Cyanobacteria or just hair algea

The friendliest place on the web for anyone with an interest in aquariums or fish keeping!
If you have answers, please help by responding to the unanswered posts.

Strawman

Aquarium Advice Activist
Joined
Mar 28, 2011
Messages
164
Location
Casper, Wy
What is this algea?
 

Attachments

  • ForumRunner_20120207_200626.jpg
    ForumRunner_20120207_200626.jpg
    62.5 KB · Views: 129
  • ForumRunner_20120207_200654.jpg
    ForumRunner_20120207_200654.jpg
    61.5 KB · Views: 118
Hair Algae. Nitrates and Phosphates are likely to be the cause although a test of your water will usually show low nitrate levels as the algae is consuming nitrates.
A good source of RO/DI water should prevent this from occurring, until then you may be better off removing the algae manually either by pulling it off the rocks or just removing the rocks and scrubbing them down to remove the algae.
 
paulace2372 said:
Hair Algae. Nitrates and Phosphates are likely to be the cause although a test of your water will usually show low nitrate levels as the algae is consuming nitrates.
A good source of RO/DI water should prevent this from occurring, until then you may be better off removing the algae manually either by pulling it off the rocks or just removing the rocks and scrubbing them down to remove the algae.

+1 I agree.
 
paulace2372 said:
Hair Algae. Nitrates and Phosphates are likely to be the cause although a test of your water will usually show low nitrate levels as the algae is consuming nitrates.
A good source of RO/DI water should prevent this from occurring, until then you may be better off removing the algae manually either by pulling it off the rocks or just removing the rocks and scrubbing them down to remove the algae.

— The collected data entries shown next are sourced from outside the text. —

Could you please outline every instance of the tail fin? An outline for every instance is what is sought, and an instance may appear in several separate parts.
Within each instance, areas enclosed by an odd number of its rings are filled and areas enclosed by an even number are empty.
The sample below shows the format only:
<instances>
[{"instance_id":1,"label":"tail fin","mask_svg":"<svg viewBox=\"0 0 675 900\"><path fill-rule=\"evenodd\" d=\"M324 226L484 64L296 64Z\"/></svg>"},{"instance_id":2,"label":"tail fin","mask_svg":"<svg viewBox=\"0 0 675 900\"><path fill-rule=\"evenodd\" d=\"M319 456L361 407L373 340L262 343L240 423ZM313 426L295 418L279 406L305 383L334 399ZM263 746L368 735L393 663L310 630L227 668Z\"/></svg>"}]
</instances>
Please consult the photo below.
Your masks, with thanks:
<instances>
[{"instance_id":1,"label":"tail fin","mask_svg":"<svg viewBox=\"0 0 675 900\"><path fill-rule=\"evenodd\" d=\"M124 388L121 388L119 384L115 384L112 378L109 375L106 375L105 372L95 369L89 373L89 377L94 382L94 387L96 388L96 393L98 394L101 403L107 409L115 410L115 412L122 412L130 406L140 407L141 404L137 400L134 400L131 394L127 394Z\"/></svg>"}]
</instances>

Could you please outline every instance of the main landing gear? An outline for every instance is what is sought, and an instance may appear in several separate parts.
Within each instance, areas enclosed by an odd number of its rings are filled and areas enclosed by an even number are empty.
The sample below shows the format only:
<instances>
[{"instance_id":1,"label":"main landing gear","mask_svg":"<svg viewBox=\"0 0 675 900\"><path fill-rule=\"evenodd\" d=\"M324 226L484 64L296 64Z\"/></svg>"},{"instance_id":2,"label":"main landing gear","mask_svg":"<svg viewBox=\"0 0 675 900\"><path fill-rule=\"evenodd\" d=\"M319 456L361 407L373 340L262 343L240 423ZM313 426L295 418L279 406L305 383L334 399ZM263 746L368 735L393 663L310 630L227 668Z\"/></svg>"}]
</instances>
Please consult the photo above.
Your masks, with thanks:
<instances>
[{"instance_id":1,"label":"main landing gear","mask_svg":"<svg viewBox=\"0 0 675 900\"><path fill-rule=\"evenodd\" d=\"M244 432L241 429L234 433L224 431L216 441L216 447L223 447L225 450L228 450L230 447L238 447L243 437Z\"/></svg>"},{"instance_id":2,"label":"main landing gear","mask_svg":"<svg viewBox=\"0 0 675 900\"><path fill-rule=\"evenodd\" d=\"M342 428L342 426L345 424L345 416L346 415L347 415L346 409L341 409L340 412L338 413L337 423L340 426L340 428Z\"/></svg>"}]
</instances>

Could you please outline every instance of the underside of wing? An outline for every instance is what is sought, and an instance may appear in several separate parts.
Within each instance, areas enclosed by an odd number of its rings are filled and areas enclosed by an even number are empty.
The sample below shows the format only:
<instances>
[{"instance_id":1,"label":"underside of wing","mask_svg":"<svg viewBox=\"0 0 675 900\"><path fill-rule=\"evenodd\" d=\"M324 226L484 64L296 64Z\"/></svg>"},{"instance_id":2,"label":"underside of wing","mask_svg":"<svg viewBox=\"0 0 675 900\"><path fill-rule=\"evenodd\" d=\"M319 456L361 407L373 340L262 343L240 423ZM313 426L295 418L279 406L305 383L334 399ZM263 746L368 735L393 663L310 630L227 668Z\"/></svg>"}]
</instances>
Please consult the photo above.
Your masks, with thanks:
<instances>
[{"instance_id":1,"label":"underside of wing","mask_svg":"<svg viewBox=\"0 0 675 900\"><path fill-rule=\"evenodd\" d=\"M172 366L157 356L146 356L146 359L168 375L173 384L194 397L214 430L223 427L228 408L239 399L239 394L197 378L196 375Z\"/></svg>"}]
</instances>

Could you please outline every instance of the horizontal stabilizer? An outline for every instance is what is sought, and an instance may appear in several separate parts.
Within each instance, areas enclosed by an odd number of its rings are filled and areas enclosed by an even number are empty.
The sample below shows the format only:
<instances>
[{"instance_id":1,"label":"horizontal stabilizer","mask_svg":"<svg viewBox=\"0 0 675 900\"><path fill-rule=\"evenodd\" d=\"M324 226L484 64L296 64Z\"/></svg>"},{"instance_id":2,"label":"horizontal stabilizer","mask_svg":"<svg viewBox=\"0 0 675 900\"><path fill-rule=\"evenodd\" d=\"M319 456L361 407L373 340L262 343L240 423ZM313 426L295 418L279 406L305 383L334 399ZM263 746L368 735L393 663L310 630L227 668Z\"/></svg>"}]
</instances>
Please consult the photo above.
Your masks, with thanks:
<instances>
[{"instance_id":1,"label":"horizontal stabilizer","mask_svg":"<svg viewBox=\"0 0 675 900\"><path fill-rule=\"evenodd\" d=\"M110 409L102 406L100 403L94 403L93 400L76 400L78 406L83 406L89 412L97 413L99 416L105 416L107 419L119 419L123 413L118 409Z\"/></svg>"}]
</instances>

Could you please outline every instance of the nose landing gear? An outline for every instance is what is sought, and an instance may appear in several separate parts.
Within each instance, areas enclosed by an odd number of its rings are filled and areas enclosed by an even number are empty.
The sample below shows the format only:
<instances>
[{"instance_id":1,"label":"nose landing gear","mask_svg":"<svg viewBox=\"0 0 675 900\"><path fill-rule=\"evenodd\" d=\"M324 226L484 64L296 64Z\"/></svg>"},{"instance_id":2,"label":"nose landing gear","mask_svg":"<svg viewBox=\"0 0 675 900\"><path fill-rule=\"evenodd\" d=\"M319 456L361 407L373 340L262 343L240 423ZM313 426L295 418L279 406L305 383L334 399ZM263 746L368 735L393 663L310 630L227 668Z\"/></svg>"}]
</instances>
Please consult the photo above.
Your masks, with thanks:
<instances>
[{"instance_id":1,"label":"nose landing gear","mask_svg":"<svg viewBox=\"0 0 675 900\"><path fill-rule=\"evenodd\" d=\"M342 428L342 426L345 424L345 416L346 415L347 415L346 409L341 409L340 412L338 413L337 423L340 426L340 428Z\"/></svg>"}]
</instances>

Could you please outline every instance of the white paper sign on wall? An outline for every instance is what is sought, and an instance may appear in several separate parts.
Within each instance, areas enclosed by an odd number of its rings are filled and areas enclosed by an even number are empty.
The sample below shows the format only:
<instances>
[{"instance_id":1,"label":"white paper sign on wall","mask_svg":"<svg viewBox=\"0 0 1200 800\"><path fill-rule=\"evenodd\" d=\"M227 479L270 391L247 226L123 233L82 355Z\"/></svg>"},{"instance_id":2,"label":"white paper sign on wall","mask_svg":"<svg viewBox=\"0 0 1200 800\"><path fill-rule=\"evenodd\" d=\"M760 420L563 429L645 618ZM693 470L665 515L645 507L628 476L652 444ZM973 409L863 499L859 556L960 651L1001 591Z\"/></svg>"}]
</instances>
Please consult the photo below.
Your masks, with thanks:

What is RO/DI water actually ?
 
Reverse osmosis water or distilled water, or some RO units have an additional distiller on them also but are pricey where I'm from.
 
That is one nasty case of algae. Water changes run something to help take out the phosphates I use phosoban, reduce lights if possible and more water changes. I find it best to do several small ones rather than one large one on my tanks when I get something like that happening. Test your ro water and your container you mix in for tds too.

What type of cuc do you have and how big is your tank?
 
The worst part is that isn't that bad from what my LFS reef tank. I bought a candy cane frag off of them and didn't realize how bad it was until I put it in my tank. It had 10 trumpeting heads and it was all surrounded and covered with the stuff. It didn't survive.
 
Fifty five gallon. I had a decent clean up crew but I have this infestation of snails that seemed to be one reproduction steroids. So they beat everyone out. As for an ro/Di unit that's next on the list.
 
Candy cane is really sensitive to even low levels of organics in the water. What is your phosphate, nitrate, etc? The algae indicates there is a source of nitrogen in the water, so that can come from poor makeup water, overfeeding, poor filtration, or the tank could be cycling. Try to remove it and monitor water quality.